Karen: [00:19:01] And then as you go off in your sort of separate places early on, you want to do smaller chunks, get back together and check in with each other more often. It can spread out over time as you build that working relationship and build the confidence of it.
Karen: [00:19:16] But keep in mind always that even if I am working on my own, I am working on a joint thing that is intended to reflect and to belong to the relationship. And so what I'm putting into it when I'm not in the presence of my collaborative partners, is going to get influenced by those other people at some point and some things they're going to just love what I did and some things they're not.
Karen: [00:19:42] And I need to be ready to set aside my attachment to pieces, and be able to really have that conversation where there's disagreement. And let go if there's a better idea or a different direction, or the project's headed off somewhere else.
Karen: [00:19:55] So be prepared for where the roads that we're on sort of diverge and make sure that there are opportunities for intersection again. And then being really cautious about resentment that may show up when there are differences, really show up with a ton of curiosity, and as little ego as you can manage.

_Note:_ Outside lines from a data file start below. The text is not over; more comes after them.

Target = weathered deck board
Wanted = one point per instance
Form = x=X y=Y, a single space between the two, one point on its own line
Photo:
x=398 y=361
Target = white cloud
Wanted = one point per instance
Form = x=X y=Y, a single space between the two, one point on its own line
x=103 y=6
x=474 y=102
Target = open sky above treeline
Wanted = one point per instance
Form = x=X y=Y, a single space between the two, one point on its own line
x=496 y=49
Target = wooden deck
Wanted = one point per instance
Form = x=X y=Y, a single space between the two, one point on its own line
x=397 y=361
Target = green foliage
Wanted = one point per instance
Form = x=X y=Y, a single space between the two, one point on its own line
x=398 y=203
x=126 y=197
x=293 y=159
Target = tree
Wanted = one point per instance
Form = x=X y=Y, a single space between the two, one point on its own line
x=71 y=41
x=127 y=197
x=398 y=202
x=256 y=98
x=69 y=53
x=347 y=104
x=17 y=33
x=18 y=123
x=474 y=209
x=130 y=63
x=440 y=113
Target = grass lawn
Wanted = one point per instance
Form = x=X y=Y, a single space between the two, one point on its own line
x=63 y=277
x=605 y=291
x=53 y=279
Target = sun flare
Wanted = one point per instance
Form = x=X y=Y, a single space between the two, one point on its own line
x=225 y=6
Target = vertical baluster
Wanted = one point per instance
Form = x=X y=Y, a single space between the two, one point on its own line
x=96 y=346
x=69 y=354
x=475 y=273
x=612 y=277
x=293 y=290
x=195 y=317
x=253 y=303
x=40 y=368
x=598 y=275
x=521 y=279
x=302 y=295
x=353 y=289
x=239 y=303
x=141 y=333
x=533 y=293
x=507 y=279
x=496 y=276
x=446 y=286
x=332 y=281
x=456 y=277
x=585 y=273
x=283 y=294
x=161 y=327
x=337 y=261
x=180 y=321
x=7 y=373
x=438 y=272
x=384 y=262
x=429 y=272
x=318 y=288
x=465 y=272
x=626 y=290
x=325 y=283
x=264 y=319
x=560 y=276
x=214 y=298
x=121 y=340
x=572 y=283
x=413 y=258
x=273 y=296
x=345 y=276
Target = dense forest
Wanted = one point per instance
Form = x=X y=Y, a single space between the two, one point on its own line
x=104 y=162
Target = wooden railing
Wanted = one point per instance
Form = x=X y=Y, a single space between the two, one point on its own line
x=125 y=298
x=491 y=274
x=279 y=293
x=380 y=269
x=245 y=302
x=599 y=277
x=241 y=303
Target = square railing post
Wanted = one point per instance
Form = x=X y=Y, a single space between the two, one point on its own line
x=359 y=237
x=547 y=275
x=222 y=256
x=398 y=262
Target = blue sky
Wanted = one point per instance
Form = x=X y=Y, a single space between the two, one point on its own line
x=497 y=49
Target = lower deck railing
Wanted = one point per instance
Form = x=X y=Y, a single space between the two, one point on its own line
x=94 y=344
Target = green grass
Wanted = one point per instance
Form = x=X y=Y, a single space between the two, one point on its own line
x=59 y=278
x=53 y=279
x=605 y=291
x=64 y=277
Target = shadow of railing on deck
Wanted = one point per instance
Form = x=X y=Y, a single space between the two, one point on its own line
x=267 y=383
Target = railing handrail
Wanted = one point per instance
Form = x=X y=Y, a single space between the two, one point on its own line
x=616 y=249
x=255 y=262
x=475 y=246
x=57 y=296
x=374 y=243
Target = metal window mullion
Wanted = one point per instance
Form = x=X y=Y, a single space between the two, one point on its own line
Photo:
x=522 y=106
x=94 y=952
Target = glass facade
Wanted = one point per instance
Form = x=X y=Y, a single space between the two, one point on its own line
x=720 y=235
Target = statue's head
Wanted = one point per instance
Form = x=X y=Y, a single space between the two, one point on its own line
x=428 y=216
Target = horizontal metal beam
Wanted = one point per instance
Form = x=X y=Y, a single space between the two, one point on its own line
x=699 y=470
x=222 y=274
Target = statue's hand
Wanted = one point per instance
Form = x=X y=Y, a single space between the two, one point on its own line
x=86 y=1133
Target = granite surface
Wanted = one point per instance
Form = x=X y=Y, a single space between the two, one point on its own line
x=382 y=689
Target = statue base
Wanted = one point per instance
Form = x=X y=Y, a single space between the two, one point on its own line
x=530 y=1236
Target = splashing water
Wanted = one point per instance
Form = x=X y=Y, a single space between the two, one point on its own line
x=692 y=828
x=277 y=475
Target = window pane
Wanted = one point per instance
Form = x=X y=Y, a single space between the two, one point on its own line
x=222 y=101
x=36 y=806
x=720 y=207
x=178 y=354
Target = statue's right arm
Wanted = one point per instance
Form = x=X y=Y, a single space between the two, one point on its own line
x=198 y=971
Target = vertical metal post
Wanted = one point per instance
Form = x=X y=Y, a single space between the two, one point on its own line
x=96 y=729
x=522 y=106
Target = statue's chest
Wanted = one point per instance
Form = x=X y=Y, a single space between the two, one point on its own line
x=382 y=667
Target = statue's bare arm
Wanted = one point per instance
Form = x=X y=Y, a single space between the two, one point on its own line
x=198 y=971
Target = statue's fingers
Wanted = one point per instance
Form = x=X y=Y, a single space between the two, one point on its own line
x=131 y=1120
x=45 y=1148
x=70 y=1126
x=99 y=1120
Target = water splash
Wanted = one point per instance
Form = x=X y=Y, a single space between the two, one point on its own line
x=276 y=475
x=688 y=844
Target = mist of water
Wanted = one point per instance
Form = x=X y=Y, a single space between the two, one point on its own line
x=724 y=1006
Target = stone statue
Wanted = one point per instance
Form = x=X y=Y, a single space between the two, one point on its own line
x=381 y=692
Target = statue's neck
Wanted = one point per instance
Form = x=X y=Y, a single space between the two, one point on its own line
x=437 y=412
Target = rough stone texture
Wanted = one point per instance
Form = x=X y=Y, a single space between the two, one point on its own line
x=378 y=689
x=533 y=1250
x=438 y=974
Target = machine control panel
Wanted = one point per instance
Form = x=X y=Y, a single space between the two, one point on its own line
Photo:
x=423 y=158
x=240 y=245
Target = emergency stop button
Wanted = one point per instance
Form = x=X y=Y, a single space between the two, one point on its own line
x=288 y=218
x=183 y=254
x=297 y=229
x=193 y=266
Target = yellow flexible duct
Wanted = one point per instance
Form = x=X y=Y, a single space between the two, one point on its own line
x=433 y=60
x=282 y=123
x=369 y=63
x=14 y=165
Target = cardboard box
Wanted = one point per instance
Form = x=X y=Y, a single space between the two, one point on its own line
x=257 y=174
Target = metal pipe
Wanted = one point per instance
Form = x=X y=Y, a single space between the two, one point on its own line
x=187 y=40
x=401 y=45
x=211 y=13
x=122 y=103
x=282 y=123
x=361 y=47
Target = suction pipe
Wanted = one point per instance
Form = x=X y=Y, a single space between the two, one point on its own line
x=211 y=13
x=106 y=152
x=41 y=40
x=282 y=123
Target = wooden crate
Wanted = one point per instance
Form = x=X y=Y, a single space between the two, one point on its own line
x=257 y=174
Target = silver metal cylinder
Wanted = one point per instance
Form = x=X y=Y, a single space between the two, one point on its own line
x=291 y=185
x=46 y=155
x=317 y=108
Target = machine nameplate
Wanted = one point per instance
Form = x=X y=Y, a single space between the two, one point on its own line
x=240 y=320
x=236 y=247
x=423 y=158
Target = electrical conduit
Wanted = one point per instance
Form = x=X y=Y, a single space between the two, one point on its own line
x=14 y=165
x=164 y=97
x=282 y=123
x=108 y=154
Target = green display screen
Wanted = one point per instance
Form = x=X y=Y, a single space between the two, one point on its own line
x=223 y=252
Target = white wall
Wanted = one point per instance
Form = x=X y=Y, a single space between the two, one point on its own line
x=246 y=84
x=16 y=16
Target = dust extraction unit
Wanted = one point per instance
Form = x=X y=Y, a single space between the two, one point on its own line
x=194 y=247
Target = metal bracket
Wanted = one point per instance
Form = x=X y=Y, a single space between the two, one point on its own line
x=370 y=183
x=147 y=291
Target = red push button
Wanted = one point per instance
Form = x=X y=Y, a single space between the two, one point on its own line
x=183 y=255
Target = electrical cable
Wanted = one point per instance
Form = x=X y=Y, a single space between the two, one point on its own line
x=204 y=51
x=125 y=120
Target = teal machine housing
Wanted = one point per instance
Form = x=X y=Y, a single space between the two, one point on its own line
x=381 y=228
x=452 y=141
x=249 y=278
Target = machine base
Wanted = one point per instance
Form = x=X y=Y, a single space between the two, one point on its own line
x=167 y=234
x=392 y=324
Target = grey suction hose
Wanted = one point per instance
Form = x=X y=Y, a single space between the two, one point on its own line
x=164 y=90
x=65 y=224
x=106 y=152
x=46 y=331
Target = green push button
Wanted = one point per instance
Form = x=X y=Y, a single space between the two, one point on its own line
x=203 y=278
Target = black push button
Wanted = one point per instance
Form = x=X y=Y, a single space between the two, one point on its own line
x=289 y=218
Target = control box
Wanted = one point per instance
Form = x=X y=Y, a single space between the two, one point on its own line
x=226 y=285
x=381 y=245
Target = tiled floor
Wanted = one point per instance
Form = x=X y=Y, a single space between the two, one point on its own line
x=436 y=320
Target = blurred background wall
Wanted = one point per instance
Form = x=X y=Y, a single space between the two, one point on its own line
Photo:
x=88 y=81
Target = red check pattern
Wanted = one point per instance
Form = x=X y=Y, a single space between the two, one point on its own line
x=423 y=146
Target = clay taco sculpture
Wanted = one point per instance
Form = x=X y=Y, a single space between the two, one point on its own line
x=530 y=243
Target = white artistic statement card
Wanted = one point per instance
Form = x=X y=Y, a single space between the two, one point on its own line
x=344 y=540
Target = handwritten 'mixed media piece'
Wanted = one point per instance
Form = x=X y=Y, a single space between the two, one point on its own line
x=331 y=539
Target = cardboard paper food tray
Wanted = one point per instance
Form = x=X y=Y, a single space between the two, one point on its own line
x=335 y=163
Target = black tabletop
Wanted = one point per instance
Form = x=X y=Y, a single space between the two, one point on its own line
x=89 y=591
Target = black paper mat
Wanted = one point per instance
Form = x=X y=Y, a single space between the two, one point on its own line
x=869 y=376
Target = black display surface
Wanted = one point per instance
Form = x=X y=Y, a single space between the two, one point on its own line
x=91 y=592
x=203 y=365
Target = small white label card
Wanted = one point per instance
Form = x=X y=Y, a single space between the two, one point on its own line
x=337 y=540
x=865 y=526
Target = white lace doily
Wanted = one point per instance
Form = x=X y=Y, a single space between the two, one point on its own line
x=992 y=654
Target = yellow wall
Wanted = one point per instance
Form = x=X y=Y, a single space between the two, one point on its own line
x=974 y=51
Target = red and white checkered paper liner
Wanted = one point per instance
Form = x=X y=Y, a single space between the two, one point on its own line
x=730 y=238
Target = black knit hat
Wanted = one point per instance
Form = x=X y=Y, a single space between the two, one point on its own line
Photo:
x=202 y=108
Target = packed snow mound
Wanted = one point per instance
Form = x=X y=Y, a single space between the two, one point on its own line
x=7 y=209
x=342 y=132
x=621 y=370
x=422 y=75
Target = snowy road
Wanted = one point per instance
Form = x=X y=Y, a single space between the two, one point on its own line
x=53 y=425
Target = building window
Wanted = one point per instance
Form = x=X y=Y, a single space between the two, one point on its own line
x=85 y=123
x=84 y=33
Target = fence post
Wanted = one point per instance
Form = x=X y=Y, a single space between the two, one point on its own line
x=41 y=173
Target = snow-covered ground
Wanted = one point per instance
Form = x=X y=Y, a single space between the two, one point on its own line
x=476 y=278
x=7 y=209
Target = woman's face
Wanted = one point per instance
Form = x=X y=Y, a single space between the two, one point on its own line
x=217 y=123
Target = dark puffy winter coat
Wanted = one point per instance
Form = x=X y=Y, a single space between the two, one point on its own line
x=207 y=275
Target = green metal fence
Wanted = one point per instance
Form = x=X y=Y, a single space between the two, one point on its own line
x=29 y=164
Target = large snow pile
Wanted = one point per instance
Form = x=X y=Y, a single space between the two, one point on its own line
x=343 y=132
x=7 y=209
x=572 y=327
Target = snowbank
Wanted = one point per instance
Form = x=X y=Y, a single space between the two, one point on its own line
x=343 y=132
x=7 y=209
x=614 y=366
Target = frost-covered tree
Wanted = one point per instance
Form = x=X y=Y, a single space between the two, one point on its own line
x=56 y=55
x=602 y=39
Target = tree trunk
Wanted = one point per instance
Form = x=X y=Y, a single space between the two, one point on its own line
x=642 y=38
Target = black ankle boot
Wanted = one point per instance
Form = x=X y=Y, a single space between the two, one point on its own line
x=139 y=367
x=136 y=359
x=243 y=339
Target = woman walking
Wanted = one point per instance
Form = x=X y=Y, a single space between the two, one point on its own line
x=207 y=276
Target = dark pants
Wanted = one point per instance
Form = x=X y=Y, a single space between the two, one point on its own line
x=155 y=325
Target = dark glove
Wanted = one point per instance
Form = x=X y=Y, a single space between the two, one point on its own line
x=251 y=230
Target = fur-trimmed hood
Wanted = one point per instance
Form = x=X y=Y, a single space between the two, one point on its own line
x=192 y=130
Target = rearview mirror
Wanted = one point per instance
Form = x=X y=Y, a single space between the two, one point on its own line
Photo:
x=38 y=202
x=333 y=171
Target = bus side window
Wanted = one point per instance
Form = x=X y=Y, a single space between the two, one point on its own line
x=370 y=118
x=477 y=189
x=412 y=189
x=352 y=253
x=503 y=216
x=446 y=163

Karen: [00:20:15] And check in with each other and make sure that when you're working through those differences, you have a way to go about it. That results in everyone still being heard and whole. And not getting into those resentful places. So that the end product is a model of collaboration and bringing in the best of what everybody has to offer and even more than the best of any one individual. But that magic that happens when real collaboration happens. And we're just really pointing to the value, both for convenience of being able to work asynchronously and also for the benefits of individual focused work, and the collaborative different gifts, and energies going into it.
Paul: [00:20:58] Well, that's going to do it for us today. Until next time, I'm Paul Tevis.
Karen: [00:21:01] And I'm Karen Gimnig. And this has been Employing Differences.